An archival review of Emma 2.
Chicago Sun-Times Review: Emma
By Roger Ebert
Chicago Sun-Times
1996
The British read the novels of Trollope during the London blitz because his stories of Victorian life distracted them from the V-2 rockets. Maybe that helps explain the current popularity of movies based on the novels of Jane Austen: In an impolite age, we escape to the movies to see good manners.
Emma is the fourth recent version of an Austen novel, after Persuasion, Sense & Sensibility and the TV adaptation of Pride & Prejudice. (As a bonus, the Beverly Hills comedy Clueless was based on the same story.) It is not about very much - about the romantic intrigues of a small group of people who will all more or less have to marry one another sooner or later, if they haven't already.
Either you are in sympathy with this material or you are not. I had to smile at an undergraduate's review of the movie, posted on the Internet, which complains that "a parade of 15 or 20 or 8 billion supporting characters waltzes through the scenes. Each is called Mister or Miss or Mrs. Something, and each of them looks and acts exactly the same (obnoxious)."
I am not sure you can look obnoxious, but never mind. It may be that young people in a permissive age do not have sympathy for a movie in which a busybody matchmaker spends her days trying to pair off unwilling candidates for matrimony. Yet in its high spirits and wicked good humor, Emma is a delightful film - second only to Persuasion among the modern Austen movies, and funnier, if not so insightful.

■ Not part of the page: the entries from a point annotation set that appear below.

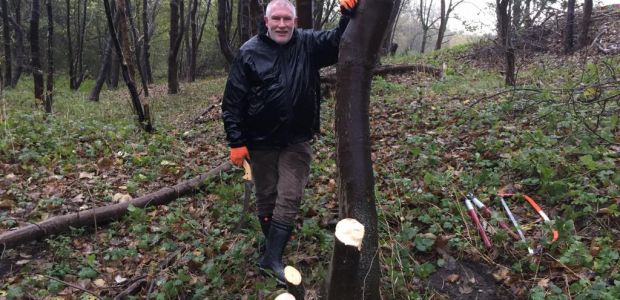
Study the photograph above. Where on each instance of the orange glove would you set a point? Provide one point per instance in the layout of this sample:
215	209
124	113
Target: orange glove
238	154
348	6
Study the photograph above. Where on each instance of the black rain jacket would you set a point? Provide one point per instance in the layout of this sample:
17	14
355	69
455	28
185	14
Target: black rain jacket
272	96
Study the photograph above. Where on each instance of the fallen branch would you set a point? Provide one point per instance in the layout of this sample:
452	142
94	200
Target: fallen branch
88	217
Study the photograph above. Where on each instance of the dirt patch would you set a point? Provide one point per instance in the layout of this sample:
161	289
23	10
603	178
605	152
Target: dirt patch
464	280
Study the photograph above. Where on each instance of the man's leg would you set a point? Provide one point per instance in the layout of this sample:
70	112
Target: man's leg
293	170
264	164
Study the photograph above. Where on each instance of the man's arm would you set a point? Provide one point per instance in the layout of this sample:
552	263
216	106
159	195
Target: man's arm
234	104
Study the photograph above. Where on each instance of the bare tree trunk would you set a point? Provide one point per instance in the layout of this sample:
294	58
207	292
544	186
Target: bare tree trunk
223	13
386	44
359	49
35	53
6	32
131	86
70	60
146	42
193	53
503	27
20	50
304	14
176	37
106	61
584	40
49	99
569	31
138	49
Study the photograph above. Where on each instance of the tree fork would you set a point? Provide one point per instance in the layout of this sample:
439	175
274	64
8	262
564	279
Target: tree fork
92	216
345	260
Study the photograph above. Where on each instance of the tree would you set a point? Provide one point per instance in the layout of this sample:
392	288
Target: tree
585	24
223	29
359	48
6	33
443	20
304	13
503	32
389	34
569	29
37	72
427	21
141	112
49	86
176	37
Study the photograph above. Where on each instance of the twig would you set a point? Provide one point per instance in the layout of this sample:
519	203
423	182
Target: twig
73	286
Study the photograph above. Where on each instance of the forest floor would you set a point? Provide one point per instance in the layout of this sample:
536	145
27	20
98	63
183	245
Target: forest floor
555	137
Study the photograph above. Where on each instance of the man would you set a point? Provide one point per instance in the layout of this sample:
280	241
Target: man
271	112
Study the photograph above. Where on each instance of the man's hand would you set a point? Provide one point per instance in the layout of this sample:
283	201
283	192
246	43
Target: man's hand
238	154
347	7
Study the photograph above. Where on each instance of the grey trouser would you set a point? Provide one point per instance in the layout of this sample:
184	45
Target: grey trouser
279	179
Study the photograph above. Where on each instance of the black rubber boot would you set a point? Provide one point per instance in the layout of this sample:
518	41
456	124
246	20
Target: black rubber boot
265	223
271	262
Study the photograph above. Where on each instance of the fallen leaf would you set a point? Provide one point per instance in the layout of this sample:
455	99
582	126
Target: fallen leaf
453	278
99	282
119	279
543	283
118	197
86	175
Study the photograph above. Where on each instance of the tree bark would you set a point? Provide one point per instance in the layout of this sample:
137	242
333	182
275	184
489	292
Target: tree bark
443	21
131	86
340	284
569	29
359	48
584	40
146	42
35	53
20	50
389	33
106	62
176	37
89	217
304	14
223	14
70	58
6	33
49	99
503	27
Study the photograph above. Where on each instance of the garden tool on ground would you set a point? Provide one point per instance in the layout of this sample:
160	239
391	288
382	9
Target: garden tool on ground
538	210
486	212
515	223
474	217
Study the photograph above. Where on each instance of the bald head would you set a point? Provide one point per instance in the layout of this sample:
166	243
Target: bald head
280	3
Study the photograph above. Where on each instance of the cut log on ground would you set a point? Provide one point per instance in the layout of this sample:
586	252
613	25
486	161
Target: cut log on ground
293	282
341	280
89	217
330	77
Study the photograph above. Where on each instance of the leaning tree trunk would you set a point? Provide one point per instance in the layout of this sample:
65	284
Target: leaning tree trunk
20	50
585	24
569	29
176	37
359	49
503	27
37	72
6	32
223	13
131	86
304	14
50	59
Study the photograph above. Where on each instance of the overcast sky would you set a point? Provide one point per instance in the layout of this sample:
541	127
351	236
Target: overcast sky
478	13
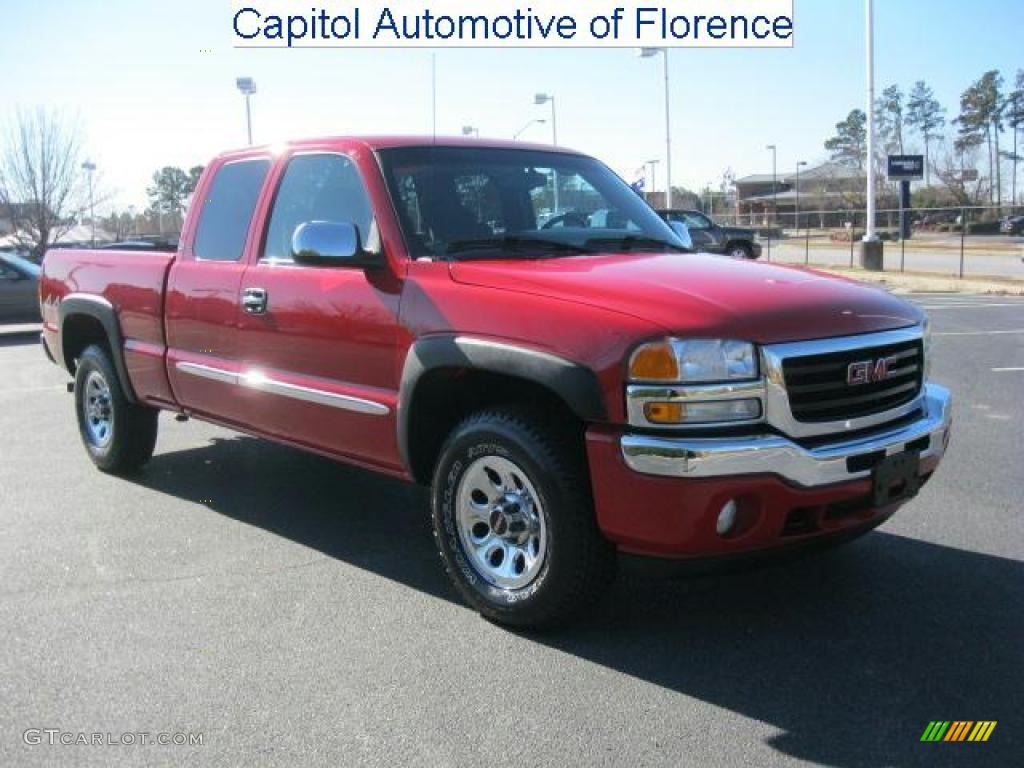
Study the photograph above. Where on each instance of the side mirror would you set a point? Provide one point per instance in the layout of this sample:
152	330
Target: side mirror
331	244
683	232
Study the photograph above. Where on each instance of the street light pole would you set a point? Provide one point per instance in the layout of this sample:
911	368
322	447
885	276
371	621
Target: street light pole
796	222
543	98
247	86
653	166
647	53
869	236
89	167
536	121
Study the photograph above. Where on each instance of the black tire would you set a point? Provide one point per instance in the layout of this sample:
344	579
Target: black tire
578	563
740	249
130	436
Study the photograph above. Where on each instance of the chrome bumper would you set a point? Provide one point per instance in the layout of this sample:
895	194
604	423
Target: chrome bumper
824	465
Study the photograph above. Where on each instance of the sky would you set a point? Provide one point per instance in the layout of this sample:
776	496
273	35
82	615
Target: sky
153	84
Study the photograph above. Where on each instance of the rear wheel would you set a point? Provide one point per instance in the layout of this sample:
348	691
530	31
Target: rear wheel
119	436
739	251
513	520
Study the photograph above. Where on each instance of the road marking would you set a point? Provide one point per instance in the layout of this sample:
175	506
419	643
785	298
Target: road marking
977	333
970	306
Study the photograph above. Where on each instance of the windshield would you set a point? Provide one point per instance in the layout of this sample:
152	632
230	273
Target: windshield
459	203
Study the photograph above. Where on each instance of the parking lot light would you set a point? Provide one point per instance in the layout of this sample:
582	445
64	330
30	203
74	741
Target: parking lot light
247	86
647	53
536	121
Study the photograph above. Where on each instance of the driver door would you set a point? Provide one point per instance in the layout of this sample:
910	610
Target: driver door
317	351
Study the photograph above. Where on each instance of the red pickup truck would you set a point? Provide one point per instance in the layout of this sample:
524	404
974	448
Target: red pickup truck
514	327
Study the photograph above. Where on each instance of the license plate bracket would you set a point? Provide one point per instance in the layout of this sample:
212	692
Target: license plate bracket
895	478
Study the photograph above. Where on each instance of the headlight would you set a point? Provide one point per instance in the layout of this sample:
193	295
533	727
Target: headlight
693	361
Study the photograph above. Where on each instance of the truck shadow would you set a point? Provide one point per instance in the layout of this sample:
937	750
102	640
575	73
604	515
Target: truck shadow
848	654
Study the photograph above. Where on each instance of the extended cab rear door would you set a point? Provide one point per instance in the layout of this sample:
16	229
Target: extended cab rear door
318	347
202	301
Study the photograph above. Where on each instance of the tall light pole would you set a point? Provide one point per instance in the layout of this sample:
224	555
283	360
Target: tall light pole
869	236
89	167
247	86
800	165
647	53
522	130
653	166
545	98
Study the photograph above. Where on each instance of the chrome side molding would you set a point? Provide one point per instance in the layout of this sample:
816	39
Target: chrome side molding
259	381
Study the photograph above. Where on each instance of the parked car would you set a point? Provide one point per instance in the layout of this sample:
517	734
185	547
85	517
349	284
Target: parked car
18	289
571	393
710	237
1012	225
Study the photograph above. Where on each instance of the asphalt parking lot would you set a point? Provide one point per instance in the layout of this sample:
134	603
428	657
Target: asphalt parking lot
294	612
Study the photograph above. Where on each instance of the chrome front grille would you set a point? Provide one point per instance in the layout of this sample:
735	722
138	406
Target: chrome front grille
808	395
819	390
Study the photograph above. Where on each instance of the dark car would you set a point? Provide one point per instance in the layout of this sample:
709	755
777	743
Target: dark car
1012	225
712	238
18	289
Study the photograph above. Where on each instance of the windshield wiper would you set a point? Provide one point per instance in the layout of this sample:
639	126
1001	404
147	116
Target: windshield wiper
515	244
629	243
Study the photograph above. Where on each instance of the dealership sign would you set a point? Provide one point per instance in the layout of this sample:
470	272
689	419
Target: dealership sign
906	167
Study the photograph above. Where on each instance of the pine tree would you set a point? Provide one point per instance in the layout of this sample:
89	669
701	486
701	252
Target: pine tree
927	116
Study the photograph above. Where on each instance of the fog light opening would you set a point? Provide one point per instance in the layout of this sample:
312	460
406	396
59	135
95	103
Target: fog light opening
727	517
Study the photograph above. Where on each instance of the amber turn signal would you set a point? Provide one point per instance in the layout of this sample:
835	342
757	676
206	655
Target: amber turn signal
654	361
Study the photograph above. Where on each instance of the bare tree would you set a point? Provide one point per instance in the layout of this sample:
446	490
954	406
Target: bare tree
41	180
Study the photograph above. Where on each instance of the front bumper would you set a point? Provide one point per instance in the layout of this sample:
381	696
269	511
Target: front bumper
806	467
662	497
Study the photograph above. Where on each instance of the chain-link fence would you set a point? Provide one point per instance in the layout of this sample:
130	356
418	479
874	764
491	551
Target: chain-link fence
971	241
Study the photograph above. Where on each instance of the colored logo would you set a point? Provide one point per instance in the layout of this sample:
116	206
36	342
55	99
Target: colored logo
958	730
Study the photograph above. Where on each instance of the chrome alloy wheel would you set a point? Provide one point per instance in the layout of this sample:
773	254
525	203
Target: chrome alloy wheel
98	410
501	522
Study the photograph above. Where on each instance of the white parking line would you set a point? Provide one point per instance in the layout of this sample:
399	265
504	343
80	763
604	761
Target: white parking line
977	333
977	305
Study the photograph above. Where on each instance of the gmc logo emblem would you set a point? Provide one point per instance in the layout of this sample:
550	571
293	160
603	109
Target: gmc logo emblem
867	372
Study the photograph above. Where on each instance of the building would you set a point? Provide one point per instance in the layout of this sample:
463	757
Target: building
824	197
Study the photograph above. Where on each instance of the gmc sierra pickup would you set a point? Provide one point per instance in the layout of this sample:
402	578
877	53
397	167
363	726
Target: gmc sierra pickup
571	393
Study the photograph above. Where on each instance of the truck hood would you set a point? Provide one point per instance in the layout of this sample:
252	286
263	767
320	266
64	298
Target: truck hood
702	294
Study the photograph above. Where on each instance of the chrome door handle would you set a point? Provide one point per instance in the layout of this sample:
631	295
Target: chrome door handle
254	300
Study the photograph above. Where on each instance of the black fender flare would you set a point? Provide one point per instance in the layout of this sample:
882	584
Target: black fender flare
102	311
576	384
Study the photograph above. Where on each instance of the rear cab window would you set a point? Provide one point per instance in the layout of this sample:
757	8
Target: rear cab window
316	186
227	210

Gwyneth Paltrow sparkles in the title role, as young Miss Woodhouse, who wants to play God in her own little patch of England. You can see her eyes working the room, speculating on whose lives she can improve. She takes as a project Harriet Smith (Toni Collette), a respectable young woman of imperfect pedigree, insisting that she marry the Rev. Elton (Alan Cumming). Miss Smith would much sooner marry a local farmer, but Emma won't hear of it. When the poor farmer sends Miss Smith a letter of proposal, she shows it to Emma, who sniffs, "It is a good letter. One of his sisters must have helped him."

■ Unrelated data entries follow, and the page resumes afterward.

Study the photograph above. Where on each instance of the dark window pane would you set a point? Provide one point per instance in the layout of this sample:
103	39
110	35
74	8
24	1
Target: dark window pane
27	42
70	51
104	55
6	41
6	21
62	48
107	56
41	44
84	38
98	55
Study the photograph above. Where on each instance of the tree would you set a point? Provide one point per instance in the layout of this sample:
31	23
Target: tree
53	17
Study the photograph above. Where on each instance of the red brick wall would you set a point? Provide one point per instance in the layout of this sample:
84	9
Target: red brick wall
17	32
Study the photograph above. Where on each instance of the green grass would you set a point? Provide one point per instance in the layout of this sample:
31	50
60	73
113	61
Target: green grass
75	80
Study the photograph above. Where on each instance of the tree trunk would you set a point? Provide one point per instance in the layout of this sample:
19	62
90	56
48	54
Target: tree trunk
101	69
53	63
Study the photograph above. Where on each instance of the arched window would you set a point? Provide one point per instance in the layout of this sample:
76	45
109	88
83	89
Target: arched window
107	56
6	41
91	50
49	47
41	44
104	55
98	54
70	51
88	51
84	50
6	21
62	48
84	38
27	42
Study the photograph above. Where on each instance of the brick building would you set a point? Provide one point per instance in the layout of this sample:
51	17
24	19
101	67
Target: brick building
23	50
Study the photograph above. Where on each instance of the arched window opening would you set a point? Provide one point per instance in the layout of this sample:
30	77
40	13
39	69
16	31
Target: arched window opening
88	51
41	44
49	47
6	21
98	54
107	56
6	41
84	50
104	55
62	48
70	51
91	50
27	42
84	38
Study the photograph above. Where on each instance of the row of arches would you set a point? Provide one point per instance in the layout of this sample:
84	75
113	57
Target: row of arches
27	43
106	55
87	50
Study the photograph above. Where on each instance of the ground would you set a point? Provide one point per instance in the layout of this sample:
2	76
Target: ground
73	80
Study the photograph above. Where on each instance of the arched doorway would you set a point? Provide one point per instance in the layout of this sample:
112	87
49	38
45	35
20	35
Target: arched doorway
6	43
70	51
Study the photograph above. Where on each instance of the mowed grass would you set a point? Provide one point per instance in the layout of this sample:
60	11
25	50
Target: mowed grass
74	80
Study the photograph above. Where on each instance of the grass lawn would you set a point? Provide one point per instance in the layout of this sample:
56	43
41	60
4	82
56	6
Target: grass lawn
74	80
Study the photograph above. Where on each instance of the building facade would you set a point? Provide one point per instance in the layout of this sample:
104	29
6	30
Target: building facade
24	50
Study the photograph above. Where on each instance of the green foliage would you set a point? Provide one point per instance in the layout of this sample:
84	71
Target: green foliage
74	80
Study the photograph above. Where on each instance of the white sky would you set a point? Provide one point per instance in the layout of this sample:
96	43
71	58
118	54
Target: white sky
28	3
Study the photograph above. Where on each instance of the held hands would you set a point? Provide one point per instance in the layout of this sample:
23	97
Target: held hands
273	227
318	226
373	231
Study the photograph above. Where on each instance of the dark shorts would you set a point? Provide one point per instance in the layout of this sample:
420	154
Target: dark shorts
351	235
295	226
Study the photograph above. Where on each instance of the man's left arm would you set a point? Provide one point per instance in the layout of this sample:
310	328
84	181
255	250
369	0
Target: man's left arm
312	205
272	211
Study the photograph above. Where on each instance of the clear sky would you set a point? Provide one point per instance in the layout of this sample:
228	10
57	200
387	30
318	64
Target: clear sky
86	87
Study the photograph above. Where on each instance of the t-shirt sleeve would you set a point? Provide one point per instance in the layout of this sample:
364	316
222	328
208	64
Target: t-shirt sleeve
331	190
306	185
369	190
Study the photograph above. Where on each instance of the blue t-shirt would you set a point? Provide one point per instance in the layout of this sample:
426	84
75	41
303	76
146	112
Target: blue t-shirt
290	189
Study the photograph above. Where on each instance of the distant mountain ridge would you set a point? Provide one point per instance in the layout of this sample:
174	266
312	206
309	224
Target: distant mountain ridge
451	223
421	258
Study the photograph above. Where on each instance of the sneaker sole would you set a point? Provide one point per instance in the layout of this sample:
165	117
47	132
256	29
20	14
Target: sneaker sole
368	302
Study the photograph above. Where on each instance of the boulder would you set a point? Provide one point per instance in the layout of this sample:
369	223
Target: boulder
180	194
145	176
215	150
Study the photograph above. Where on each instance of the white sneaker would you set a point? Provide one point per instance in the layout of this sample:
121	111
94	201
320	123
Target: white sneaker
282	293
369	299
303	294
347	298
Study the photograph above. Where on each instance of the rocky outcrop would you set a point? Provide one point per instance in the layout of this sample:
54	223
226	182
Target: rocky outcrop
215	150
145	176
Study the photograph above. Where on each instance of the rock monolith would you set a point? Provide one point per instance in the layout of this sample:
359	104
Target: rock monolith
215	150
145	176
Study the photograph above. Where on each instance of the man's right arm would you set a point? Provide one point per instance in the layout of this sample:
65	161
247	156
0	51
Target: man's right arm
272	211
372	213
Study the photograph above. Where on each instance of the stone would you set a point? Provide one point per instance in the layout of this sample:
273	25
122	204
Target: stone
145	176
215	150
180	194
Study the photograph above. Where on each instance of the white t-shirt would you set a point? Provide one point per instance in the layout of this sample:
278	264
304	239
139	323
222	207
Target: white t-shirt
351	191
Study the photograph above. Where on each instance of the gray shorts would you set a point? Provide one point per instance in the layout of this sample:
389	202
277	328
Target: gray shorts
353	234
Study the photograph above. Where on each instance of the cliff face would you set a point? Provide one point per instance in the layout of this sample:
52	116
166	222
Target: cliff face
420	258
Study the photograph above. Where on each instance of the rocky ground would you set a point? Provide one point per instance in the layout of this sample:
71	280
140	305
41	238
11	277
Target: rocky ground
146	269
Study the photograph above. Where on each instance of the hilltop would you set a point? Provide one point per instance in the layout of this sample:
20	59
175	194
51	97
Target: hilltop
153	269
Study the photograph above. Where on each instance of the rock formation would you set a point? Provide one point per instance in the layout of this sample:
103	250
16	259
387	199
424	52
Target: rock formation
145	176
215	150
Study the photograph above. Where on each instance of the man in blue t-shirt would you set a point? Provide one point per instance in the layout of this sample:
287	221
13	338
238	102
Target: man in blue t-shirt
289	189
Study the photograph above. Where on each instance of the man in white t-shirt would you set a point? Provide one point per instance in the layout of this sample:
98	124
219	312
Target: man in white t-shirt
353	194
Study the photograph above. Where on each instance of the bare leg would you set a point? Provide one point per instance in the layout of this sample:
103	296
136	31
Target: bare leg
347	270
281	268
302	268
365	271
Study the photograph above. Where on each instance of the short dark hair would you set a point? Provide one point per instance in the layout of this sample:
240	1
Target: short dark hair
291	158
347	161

Miss Smith is so uncertain of herself that she turns down the farmer, only to discover that the Reverend doesn't love her - he loves Miss Woodhouse ("I have never cared for Miss Smith," he tells Emma, "except as your friend"). This should be a lesson for Emma, but she'll need more than one.
Stories like this are about manners, nuance and the way that one's natural character tugs against the strict laws of society. In a time when most people traveled little and diversion was largely limited to local parties, three-volume novels and church services, gossip was the great pastime. Local characters were prized because they gave you someone to talk about, and Emma has its share, most delightfully Mrs. Elton (Juliet Stevenson), who praises herself incessantly by quoting others (of her musical talent, she says, "I myself don't call it great. I only know that my friends call it so").
Other local color is provided by Miss Bates and her deaf mother, Mrs. Bates. (They are played by Sophie Thompson and Phyllida Law, who are Emma Thompson's sister and mother.) Miss Bates says everything three times and Mrs. Bates never hears it, and when Emma is unforgivably rude to poor Miss Bates it is the upright Mr. Knightley (Jeremy Northam), her brother-in-law, who dresses her down, giving her a stern lecture on her responsibilities under the class system.
Emma thinks of Knightley as a brother. She is interested in the Reverend not at all. There is a dashing young bachelor in the neighborhood named Frank Churchill (Ewan McGregor) who seems cast as her beau (he rescues her when her carriage gets mired in the river, and again when she is threatened by gypsies). But he has other plans, too, and in the fullness of time Austen sees that everyone gets what they deserve, or in Emma's case perhaps rather more.